The biggest challenge before Chidambaram, who will be presenting his eighth budget, would be to keep every constituent happy, arrest decelerating economic growth and bring down fiscal deficit to committed level of 4.8 per cent of the Gross Domestic Product (GDP). Only former Prime Minister Morarji Desai had presented Budget eight times. The Budget is also significant as it would be the last before the general elections due in April-May next year. There can only be an interim budget before the elections.
Among other things, Chidambaram will be under pressure to earmark funds for schemes and programmes to fulfil electoral promises especially with regard of the Food Security Bill which seeks to provide subsidised foodgrain to poor as a matter of legal right.

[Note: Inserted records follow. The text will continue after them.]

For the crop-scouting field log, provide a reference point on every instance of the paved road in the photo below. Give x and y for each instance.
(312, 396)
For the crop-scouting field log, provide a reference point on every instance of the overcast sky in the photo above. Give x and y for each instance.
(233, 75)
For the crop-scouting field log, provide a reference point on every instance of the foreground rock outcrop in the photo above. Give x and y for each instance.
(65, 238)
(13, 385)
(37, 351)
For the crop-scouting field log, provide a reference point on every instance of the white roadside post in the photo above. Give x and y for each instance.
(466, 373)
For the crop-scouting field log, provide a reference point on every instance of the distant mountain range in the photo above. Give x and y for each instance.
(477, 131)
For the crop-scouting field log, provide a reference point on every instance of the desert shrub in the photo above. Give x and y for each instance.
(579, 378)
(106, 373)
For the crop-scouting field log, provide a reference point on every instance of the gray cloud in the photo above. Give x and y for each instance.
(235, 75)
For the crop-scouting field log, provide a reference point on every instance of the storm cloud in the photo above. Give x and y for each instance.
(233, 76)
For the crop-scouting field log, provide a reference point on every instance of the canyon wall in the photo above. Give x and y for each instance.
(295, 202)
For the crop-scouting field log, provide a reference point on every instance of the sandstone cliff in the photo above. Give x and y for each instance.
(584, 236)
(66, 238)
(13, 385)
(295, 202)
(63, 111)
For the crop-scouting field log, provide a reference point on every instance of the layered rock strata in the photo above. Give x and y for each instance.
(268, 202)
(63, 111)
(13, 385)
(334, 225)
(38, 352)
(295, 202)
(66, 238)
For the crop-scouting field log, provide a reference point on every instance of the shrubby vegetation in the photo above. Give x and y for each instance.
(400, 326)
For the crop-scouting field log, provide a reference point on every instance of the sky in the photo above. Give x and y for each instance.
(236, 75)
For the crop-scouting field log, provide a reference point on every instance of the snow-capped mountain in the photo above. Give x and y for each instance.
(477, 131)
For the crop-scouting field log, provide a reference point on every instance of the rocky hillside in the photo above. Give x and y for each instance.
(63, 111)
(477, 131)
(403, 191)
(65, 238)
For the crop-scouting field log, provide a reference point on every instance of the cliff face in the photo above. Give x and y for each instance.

The Economic Survey, which precedes the budget, is not in favour of imposition of tax on super rich, stating that government should focus on widening tax base in preference to raising rates. The final call, however, will have to be taken by Chidambaram. As regards salary earners, they may get some relief with the Minister likely to raise the income tax exemption limit, which is currently at Rs 2 lakh per annum.
The Parliamentary Standing Committee on Finance had suggested that the limit be raised to Rs 3 lakh and other slabs adjusted to provide relief to people reeling under the impact of high inflation. Chidambaram is also expected to tweak schemes like Rajiv Gandhi Equity Savings Scheme (RGESS) to encourage individuals to invest surplus funds in stock markets. The effort would be to do away with grey areas and make schemes more attractive to first time investors.